The District government filed a $105 million lawsuit against Bank of America yesterday, seeking damages and penalties from the institution that cashed fraudulent checks through accounts controlled by Harriette Walters and others in the D.C. tax scam.

The bank should "make the District whole for losses suffered because of the Defendant Bank's wrongful hiring, inadequate training and inadequate supervision," stated the suit submitted in Superior Court by Acting D.C. Attorney General Peter J. Nickles.

Walters, who worked in the D.C. Office of Tax and Revenue, processed $48 million in bogus property tax refund checks over 20 years and sent them to friends and relatives. Walters and 10 others have pleaded guilty in the scheme.

One of the conspirators was Walter R. Jones Jr., who worked as an assistant branch manager at Bank of America, where he helped facilitate cashing the checks. All told, 116 fraudulent checks worth $34 million flowed through Bank of America accounts controlled by Walters and others in the scam, according to the lawsuit.

Citing Jones's complicity, the District is seeking triple damages under the False Claims Act, which provides federal and local governments protection from fraud.

"It made no sense to have these large checks being cashed and nothing adding up," Nickles said. "It sounds like a bank that would be in Disneyland. The proof is in the pudding. As soon as they tried to do what they were doing for years at another bank, SunTrust Bank, a very low-level person said, 'What's going on here?' and the whole process came tumbling down."

Federal authorities have recovered about $10 million in cash and property. D.C. Council member Mary Cheh (D-Ward 3), who last spring had pushed Nickles to consider suing the bank, said she was "delighted" that he has done so.

"The bank has a high duty to have their employees trained to see the bank is being used as a laundering operation," Cheh said.

Bank of America spokeswoman Shirley Norton declined to comment on the lawsuit, saying the company's lawyers need time to review it.

"We cooperated fully with authorities," she said of the federal criminal investigation.

The lawsuit states that Walters met Jones in the mid-1990s and began paying him for his assistance in cashing the checks.

"Some of these fraudulent refund checks were cashed despite the fact that the payee's name on the check did not match the account holder's name," the lawsuit states.

Jones later received $145,000 from Walters's niece Jayrece Turnbull, another co-conspirator, according to the suit.

Jones, who has pleaded guilty to conspiracy, handled at least $17 million in fraudulent checks from 2000 to 2006, charging documents state; he was fired in early 2007 after questions about his dealings with Turnbull emerged. But federal authorities did not catch on to the scam until several months later, when SunTrust Bank raised questions about a large check handled by Turnbull.

Patrick O'Connell, a former deputy in the Texas attorney general's office who specializes in False Claims Act cases, said the law provides "a bigger stick for the government" that can force defendants into settlements to avoid larger losses.

"This is exactly what the law was intended to do," said O'Connell, who works in private practice. "If you do business with the government, you better do it right."

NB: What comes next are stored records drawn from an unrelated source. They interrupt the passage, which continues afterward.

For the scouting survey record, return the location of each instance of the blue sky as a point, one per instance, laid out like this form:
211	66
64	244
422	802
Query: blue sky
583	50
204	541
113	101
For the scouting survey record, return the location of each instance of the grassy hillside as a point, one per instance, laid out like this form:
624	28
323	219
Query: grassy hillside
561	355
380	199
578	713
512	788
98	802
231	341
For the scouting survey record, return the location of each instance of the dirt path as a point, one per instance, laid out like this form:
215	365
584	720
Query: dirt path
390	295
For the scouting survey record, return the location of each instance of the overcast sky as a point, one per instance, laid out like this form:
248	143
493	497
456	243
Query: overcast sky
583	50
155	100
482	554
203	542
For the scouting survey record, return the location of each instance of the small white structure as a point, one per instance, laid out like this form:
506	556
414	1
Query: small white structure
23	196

Nickles has said that he negotiated with Bank of America to attempt to reach a financial settlement. But "they did not make a proposal that seemed to me to fit the seriousness of the charges. Now they can see how serious we are," he said.

Nickles was asked how the city can convince the court that the bank should be liable, even though District officials failed to uncover Walters's scam for 20 years.

"One might want to believe the District should have picked it up," he said. "But the hints the District had at high levels were much less clear-cut than the hints, more than hints, that the bank had, which were these very large checks."